Abstract
Video Large Language Models (Video-LLMs) are flourishing and has advanced many video-language tasks. As a golden testbed, Video Question Answering (VideoQA) plays pivotal role in Video-LLM developing. This work conducts a timely and comprehensive study of Video-LLMs’ behavior in VideoQA, aiming to elucidate their success and failure modes, and provide insights towards more human-like video understanding and question answering. Our analyses demonstrate that Video-LLMs excel in VideoQA; they can correlate contextual cues and generate plausible responses to questions about varied video contents. However, models falter in handling video temporality, both in reasoning about temporal content ordering and grounding QA-relevant temporal moments. Moreover, the models behave unintuitively - they are unresponsive to adversarial video perturbations while being sensitive to simple variations of candidate answers and questions. Also, they do not necessarily generalize better.
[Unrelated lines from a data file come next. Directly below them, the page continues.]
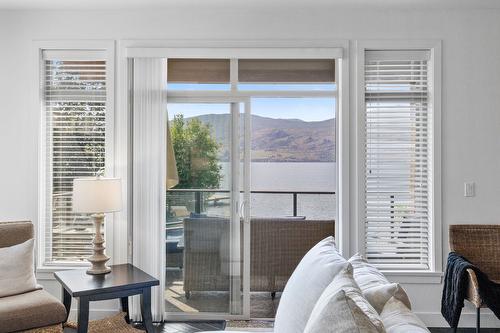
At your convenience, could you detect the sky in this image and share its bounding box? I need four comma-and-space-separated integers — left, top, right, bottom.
168, 84, 335, 121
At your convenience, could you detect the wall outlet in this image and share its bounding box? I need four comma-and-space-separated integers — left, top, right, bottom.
464, 182, 476, 197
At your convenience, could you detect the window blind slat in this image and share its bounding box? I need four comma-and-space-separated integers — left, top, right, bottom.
364, 50, 431, 269
42, 55, 107, 264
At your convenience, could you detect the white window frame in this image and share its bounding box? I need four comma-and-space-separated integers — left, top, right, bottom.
32, 40, 116, 272
352, 40, 443, 283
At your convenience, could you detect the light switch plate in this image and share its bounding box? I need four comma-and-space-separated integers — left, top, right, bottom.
464, 182, 476, 197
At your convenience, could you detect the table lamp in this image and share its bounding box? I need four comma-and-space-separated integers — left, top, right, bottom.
73, 177, 122, 275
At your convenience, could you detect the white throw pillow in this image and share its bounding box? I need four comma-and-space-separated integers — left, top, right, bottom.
304, 290, 379, 333
349, 254, 411, 313
274, 236, 347, 333
0, 239, 39, 297
380, 297, 429, 333
302, 264, 385, 333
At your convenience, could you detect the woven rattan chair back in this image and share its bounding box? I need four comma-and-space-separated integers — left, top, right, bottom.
450, 224, 500, 281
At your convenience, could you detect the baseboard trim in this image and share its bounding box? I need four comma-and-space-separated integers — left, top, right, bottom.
415, 309, 500, 328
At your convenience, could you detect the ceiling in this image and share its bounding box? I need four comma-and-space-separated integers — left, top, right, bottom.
0, 0, 500, 10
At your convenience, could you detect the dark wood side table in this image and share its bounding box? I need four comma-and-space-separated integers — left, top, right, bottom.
54, 264, 160, 333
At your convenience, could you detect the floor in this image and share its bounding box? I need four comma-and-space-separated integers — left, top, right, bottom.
165, 269, 280, 318
64, 321, 500, 333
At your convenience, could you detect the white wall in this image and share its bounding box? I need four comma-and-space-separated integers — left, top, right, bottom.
0, 2, 500, 327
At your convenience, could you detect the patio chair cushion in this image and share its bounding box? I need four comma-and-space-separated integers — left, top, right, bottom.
0, 238, 37, 297
349, 254, 411, 313
274, 236, 347, 333
0, 290, 66, 333
380, 297, 429, 333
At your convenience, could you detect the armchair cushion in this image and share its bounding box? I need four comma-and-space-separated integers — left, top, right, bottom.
0, 238, 37, 297
0, 290, 66, 333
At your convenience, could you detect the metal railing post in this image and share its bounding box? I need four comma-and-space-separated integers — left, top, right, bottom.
293, 192, 297, 216
194, 191, 201, 214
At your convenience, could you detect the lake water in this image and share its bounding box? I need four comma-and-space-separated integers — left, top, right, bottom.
215, 162, 336, 219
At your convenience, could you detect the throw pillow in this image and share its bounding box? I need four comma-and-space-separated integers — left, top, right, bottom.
0, 239, 38, 297
304, 290, 380, 333
349, 254, 411, 313
380, 297, 429, 333
309, 264, 385, 332
274, 236, 347, 333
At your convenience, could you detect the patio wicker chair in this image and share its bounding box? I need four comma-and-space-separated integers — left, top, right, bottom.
449, 224, 500, 332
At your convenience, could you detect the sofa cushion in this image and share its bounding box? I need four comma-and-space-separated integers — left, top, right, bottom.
380, 297, 429, 333
363, 283, 411, 313
308, 264, 384, 332
0, 290, 66, 333
0, 238, 37, 297
274, 236, 347, 333
349, 254, 411, 313
304, 290, 383, 333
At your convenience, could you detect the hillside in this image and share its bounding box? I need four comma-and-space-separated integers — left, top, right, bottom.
186, 114, 335, 162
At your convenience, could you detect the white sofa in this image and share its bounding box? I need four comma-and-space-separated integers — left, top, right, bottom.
199, 237, 429, 333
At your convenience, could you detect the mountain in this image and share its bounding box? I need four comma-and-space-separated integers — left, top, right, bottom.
186, 114, 335, 162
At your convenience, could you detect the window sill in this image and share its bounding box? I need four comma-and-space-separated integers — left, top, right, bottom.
382, 271, 444, 284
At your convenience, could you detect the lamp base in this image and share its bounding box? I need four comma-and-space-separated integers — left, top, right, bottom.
87, 214, 111, 275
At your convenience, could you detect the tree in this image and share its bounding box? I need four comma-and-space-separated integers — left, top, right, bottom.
171, 114, 222, 189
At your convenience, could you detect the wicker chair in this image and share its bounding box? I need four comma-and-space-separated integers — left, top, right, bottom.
183, 217, 335, 298
449, 224, 500, 332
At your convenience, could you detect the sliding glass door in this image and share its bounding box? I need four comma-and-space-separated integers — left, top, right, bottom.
165, 98, 250, 319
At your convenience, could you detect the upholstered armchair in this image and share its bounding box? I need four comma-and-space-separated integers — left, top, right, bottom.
449, 224, 500, 331
0, 221, 67, 333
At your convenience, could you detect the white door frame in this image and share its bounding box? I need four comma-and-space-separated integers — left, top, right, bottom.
165, 96, 251, 320
115, 39, 350, 319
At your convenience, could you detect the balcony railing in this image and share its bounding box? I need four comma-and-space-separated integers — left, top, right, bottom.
167, 189, 335, 216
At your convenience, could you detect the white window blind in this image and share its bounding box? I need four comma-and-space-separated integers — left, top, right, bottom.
41, 51, 107, 264
364, 50, 432, 270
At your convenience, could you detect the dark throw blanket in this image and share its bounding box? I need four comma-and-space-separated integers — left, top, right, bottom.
441, 252, 500, 328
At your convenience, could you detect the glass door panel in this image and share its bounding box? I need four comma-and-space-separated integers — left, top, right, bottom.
165, 101, 249, 319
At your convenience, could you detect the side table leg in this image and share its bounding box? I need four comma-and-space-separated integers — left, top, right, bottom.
62, 287, 71, 322
120, 297, 130, 324
141, 288, 154, 333
77, 297, 89, 333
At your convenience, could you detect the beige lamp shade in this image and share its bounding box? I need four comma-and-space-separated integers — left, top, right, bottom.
167, 117, 179, 190
73, 177, 122, 213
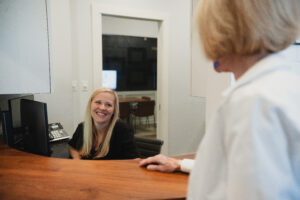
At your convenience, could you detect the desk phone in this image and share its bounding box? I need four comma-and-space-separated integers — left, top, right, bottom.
48, 122, 70, 142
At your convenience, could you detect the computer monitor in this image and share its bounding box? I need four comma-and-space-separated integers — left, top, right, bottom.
102, 70, 117, 90
8, 95, 34, 132
20, 99, 51, 156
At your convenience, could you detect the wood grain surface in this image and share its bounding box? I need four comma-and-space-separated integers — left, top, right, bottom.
0, 143, 188, 200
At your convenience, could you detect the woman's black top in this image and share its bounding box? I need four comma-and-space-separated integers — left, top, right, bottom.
69, 120, 139, 160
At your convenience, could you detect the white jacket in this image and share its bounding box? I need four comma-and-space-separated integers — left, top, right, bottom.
188, 47, 300, 200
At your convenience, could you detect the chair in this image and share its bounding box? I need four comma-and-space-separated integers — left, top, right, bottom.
132, 100, 155, 127
134, 136, 164, 158
142, 96, 151, 101
119, 102, 130, 124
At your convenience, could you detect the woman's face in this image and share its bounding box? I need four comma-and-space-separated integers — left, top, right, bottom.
91, 92, 115, 127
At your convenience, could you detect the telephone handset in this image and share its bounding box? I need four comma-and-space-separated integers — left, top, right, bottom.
48, 122, 69, 141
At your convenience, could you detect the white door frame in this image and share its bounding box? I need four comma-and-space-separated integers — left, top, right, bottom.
92, 3, 169, 154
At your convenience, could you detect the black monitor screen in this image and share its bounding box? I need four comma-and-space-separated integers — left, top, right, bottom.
8, 95, 34, 131
20, 99, 50, 156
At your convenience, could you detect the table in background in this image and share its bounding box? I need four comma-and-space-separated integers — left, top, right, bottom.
0, 142, 188, 199
119, 97, 149, 103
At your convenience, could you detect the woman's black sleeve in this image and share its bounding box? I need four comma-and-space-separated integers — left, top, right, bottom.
68, 123, 83, 150
121, 123, 140, 159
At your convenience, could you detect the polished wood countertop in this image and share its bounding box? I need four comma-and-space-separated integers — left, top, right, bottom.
0, 141, 188, 199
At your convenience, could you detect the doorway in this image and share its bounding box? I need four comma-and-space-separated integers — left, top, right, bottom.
92, 3, 169, 154
102, 15, 158, 139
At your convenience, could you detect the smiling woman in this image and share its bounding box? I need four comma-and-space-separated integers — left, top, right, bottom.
69, 88, 139, 160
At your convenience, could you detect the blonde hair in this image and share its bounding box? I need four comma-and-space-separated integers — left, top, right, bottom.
196, 0, 300, 60
80, 88, 119, 158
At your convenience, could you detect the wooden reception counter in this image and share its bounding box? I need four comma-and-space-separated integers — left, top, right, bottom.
0, 141, 188, 200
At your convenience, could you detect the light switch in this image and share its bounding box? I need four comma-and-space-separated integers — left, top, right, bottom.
72, 81, 78, 92
81, 80, 89, 91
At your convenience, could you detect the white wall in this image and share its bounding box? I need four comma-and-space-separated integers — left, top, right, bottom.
34, 0, 74, 134
37, 0, 205, 155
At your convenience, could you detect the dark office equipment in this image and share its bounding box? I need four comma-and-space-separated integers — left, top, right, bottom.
48, 122, 70, 142
102, 35, 157, 91
20, 99, 51, 156
1, 111, 14, 146
135, 137, 164, 158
The findings demonstrate Video-LLMs’ QA capability in standard condition yet highlight their severe deficiency in robustness and interpretability, suggesting the urgent need on rationales in Video-LLM developing.
Framework
Experiment
Conclusion
This paper has vetted Video-LLMs’ performance in VideoQA by probing their success and failure modes with well-designed adversarial tests. While Video-LLMs generally show better QA accuracy, the decrease rates and flip rates align with or even higher than nonLLM methods when faced with adversarial challenges. Specifically, Video-LLMs show significant limitation in coping with video temporality, of both reasoning the chronological content order and grounding the temporal moments to substantiate the answers. Also, they are unresponsive towards video perturbation while being susceptible to simple language variations of questions and candidate answers. Additionally, Video-LLMs, after finetuned, are not necessarily generalize better. Understanding these limitations is crucial for developing future Video-LLMs and VideoQA techniques, where we also conclude some promising directions to proceed.